I ended up needing to do it with 3D objects (irregular boxes, basically) and it was a NIGHTMARE eyeballing them all. It was for interior structure for this sculpture:
Thanks for digging this up. At least I feel a little less disappointed in myself I couldn’t solve it mathematically. I’ll give David’s solution a look as well, it’s a bit more streamlined than mine, so might be faster.
Oh, and “Hi!” to @heath 
, haven’t seen you in a while.
Thanks again!
Sam
OK … I had some time and … could not resist … I had to try to script that. 
Obviously by iteration. Until an acceptable result is found.
( Furthermore I think it might be a useful tool for me 
)
After a lot of mistakes and confusion …
This one (still quite empirical … ) seems to work here …

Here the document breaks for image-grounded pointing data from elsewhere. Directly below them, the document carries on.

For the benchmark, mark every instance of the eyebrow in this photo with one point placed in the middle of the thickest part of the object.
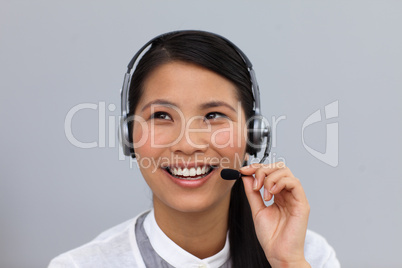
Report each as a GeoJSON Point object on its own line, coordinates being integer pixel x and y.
{"type": "Point", "coordinates": [213, 104]}
{"type": "Point", "coordinates": [204, 106]}
{"type": "Point", "coordinates": [160, 102]}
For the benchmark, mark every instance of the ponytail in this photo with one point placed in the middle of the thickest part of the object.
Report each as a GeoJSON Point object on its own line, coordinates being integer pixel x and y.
{"type": "Point", "coordinates": [245, 249]}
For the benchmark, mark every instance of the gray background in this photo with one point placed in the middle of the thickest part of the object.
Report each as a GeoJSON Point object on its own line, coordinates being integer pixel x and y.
{"type": "Point", "coordinates": [55, 55]}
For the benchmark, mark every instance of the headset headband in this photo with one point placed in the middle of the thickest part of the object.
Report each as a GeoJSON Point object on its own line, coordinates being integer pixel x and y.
{"type": "Point", "coordinates": [258, 127]}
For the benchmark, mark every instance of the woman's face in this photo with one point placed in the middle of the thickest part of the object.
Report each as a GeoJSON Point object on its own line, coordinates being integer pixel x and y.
{"type": "Point", "coordinates": [189, 125]}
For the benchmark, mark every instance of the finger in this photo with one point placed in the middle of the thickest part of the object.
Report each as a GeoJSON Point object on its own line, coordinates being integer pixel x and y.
{"type": "Point", "coordinates": [290, 184]}
{"type": "Point", "coordinates": [275, 176]}
{"type": "Point", "coordinates": [254, 197]}
{"type": "Point", "coordinates": [250, 169]}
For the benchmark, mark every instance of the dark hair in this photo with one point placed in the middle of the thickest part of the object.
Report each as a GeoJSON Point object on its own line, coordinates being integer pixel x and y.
{"type": "Point", "coordinates": [214, 53]}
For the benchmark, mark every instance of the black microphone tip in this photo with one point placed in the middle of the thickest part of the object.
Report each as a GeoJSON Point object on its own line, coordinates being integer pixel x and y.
{"type": "Point", "coordinates": [230, 174]}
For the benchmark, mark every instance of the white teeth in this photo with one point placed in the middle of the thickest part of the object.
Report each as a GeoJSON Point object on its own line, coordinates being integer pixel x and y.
{"type": "Point", "coordinates": [190, 172]}
{"type": "Point", "coordinates": [186, 172]}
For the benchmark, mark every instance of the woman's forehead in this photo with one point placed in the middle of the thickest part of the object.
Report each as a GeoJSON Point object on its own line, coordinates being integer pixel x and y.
{"type": "Point", "coordinates": [184, 83]}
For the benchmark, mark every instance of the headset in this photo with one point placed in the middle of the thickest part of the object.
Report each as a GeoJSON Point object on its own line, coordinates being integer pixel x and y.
{"type": "Point", "coordinates": [258, 128]}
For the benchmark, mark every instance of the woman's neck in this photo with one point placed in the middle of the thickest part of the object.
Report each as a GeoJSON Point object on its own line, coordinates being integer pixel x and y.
{"type": "Point", "coordinates": [203, 234]}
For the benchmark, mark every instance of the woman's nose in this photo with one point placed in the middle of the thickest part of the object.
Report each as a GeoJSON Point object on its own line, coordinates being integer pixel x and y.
{"type": "Point", "coordinates": [193, 139]}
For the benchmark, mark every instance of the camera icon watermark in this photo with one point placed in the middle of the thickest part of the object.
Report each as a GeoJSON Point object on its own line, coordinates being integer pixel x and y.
{"type": "Point", "coordinates": [331, 154]}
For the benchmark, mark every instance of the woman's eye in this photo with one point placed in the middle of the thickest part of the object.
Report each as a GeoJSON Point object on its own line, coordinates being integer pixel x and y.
{"type": "Point", "coordinates": [161, 115]}
{"type": "Point", "coordinates": [214, 115]}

Ah, it only can work on the XY plane. 
import Rhino
import math
import rhinoscriptsyntax as rs
import scriptcontext
def betavecs( p0, p1, p2 ):
be = abs( Rhino.Geometry.Vector3d.VectorAngle( ( p0 - p1 ), ( p2 - p0 ) ) )
if be > math.pi:
be = math.pi * 2 - be
be *= 0.5
v1 = p1 - p0
v1.Unitize()
v2 = p2 - p0
v2.Unitize()
return ( be, v1, v2 )
def line( p0, be, v1, v2, wd, al ):
la = wd * math.sin( be - al ) / math.sin( be * 2.0 )
lb = wd * math.sin( be + al ) / math.sin( be * 2.0 )
aa = p0 + v1 * la
bb = p0 + v2 * lb
cc = ( aa + bb ) * 0.5
ve = v1 + v2
ve.Unitize()
ve.Rotate( - al, Rhino.Geometry.Vector3d.ZAxis )
lin = Rhino.Geometry.Line( cc, ve )
return lin
def guessalpha( p0, v1, v2, pt ):
bi = v1 + v2
ve = pt - p0
al = Rhino.Geometry.Vector3d.VectorAngle( ve, bi )
if al < 0.0:
al += math.pi * 2.0
cp = Rhino.Geometry.Vector3d.CrossProduct( ve, bi )
if cp.Z < 0.0:
al = -al
return al
def main():
p0a = rs.GetPoint( 'First vertex ?' )
if not p0a:
return
p1a = rs.GetPoint( '(First vertex) Point on one side ?' )
if not p1a:
return
p2a = rs.GetPoint( '(First vertex) Point on the other side ?' )
if not p2a:
return
p0b = rs.GetPoint( 'Second vertex ?' )
if not p0b:
return
p1b = rs.GetPoint( '(Second vertex) Point on one side ?' )
if not p1b:
return
p2b = rs.GetPoint( '(Second vertex) Point on the other side ?' )
if not p2b:
return
wd = rs.GetReal( 'Rectangle fixed width ?' )
if not wd:
return
# tol = rs.GetReal( 'Tolerance ?' )
tol = scriptcontext.doc.ModelAbsoluteTolerance
cp = Rhino.Geometry.Vector3d.CrossProduct( ( p0a - p1a ), ( p2a - p0a ) )
if cp.Z > 0.0:
p1a, p2a = p2a, p1a
cp = Rhino.Geometry.Vector3d.CrossProduct( ( p0b - p1b ), ( p2b - p0b ) )
if cp.Z > 0.0:
p1b, p2b = p2b, p1b
bea, v1a, v2a = betavecs( p0a, p1a, p2a )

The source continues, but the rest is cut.